The neuromyelitis optica spectrum disorder (NMOSD) is a rare neuroinflammatory disorder of the central nervous system that involves relapses and remissions (Wingerchuk and Lucchinetti, 2022). Recently, new biologics targeting the interleukin-6 pathway or B cells have shown better efficacy than traditional immunosuppressants in treating NMOSD (Levy et al., 2021). Although rituximab (RTX), a monoclonal antibody targeting CD20 on B lymphocytes, has proven effective in improving disability and reducing relapse rates in NMOSD, some patients still experience recurrence (Wang et al., 2021). This raises concerns about the underlying immunopathogenesis between RTX and NMOSD.

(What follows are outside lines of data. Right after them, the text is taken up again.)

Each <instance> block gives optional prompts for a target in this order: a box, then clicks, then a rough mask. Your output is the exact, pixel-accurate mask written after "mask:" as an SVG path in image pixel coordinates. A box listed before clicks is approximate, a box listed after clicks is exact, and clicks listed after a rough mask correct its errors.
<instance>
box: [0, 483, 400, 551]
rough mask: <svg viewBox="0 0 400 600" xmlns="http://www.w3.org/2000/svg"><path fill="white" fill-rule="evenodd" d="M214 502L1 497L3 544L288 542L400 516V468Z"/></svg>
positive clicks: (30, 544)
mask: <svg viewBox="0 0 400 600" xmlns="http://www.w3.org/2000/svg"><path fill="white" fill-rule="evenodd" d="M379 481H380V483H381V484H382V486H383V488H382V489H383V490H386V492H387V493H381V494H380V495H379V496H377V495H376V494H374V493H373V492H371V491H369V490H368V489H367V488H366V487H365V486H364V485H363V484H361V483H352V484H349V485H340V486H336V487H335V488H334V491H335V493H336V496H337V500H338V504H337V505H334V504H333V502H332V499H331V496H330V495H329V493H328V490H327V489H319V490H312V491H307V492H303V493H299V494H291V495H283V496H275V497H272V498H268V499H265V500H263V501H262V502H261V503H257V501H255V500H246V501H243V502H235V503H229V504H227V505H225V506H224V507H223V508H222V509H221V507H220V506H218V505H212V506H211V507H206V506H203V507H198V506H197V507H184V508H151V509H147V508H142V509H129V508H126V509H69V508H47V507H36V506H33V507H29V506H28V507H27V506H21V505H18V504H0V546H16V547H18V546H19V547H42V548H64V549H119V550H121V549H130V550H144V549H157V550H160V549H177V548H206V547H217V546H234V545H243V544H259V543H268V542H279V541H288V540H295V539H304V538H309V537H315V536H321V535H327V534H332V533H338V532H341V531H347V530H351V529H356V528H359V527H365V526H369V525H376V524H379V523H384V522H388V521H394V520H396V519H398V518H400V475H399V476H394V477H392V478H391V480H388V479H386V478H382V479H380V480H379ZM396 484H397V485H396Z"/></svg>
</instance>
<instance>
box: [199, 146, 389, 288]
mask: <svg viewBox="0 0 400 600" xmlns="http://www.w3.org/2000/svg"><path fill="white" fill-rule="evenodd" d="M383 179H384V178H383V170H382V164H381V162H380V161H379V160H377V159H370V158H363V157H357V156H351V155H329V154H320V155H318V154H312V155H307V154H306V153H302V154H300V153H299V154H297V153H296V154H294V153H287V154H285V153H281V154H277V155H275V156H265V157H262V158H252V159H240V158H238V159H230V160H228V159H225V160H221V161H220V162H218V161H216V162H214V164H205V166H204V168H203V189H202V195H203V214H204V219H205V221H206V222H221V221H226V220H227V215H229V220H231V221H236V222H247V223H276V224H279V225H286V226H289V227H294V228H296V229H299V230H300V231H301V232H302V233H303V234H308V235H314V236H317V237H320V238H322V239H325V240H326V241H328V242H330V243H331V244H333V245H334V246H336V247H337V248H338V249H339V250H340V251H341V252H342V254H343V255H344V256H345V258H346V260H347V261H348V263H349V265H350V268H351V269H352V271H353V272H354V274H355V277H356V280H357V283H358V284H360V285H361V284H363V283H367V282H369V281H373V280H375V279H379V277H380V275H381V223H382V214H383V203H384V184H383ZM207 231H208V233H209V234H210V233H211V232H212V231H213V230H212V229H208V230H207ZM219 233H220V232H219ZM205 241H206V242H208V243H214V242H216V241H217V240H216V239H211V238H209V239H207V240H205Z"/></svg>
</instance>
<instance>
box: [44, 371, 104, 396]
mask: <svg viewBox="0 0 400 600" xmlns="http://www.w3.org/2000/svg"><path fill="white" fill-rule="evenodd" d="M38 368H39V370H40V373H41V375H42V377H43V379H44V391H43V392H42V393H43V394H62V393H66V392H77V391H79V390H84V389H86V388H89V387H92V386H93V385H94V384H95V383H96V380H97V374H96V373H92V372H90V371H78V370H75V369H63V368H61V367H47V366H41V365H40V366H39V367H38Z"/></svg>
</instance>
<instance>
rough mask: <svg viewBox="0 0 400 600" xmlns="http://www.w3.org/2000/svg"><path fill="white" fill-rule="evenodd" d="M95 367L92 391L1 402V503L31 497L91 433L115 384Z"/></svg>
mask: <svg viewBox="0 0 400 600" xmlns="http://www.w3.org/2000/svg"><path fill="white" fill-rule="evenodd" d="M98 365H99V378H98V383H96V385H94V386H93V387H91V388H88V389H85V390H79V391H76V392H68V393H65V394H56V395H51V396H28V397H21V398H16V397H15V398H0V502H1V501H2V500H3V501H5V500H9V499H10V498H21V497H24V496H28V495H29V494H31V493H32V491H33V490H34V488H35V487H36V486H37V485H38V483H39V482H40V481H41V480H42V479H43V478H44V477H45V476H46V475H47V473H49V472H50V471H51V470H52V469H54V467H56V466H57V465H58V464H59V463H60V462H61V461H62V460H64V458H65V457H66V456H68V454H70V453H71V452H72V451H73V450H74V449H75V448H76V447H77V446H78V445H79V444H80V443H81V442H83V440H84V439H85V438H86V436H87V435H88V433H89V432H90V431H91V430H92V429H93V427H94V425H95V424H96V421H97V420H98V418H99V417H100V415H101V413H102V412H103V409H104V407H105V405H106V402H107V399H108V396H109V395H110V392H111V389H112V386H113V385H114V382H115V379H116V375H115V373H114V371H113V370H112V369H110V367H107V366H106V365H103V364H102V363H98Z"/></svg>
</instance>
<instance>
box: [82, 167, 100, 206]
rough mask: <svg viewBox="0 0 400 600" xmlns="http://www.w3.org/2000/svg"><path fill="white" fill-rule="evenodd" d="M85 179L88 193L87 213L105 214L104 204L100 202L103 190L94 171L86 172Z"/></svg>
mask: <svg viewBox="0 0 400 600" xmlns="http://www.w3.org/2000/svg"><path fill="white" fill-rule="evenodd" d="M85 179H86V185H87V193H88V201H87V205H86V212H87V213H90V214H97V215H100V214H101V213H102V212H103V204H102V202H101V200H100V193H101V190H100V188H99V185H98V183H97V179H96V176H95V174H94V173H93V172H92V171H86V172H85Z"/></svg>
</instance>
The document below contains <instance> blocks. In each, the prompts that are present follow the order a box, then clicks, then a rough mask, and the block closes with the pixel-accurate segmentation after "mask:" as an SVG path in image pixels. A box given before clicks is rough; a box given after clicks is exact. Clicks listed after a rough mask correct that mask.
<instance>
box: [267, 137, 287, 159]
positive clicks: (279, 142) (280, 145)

The gut microbiota emerges as a crucial environmental factor influencing disease relapse and progression, highlighting the significant role of epigenetic mechanisms in NMOSD pathogenesis (Cui et al., 2020). Numerous studies have suggested the association between dysbiosis of gut microbiota and NMOSD (Junli Gong et al., 2019). The gut microbiota significantly impacts various aspects of B cells, including activation, development, function and differentiation, potentially contributing to the pathogenesis of immune disorders. For instance, gut microbiota can influence B cells to form cytokines, either promoting inflammation or maintaining homeostasis (Campbell et al., 2021). Furthermore, the microbiota is essential for interactions between T follicular helper (Tfh) cells and B cells in the gut. Mice raised in a germ-free environment lack Tfh development, leading to a deficiency in IgA+ B cells in the gut. This suggests that changes in the gastrointestinal environment may affect the regulation of T and B cells. However, research on whether B cell depletion could shape gut microbiota in NMOSD is limited. To date, the comprehensive analysis of the impact of B cell depletion treatment, various cytokines, and their correlation with the gastrointestinal environment has not been thoroughly conducted.

To address this issue, we conducted a rigorous analysis of the gut microbiome and various cytokines in a large cohort of NMOSD patients. We collected samples both before and three months after RTX treatment, aiming to understand how RTX-related immune responses might influence changes in the gastrointestinal environment. Additionally, exploring alterations in metabolic pathways may provide insights into the molecular mechanisms of RTX-related B cell depletion treatment.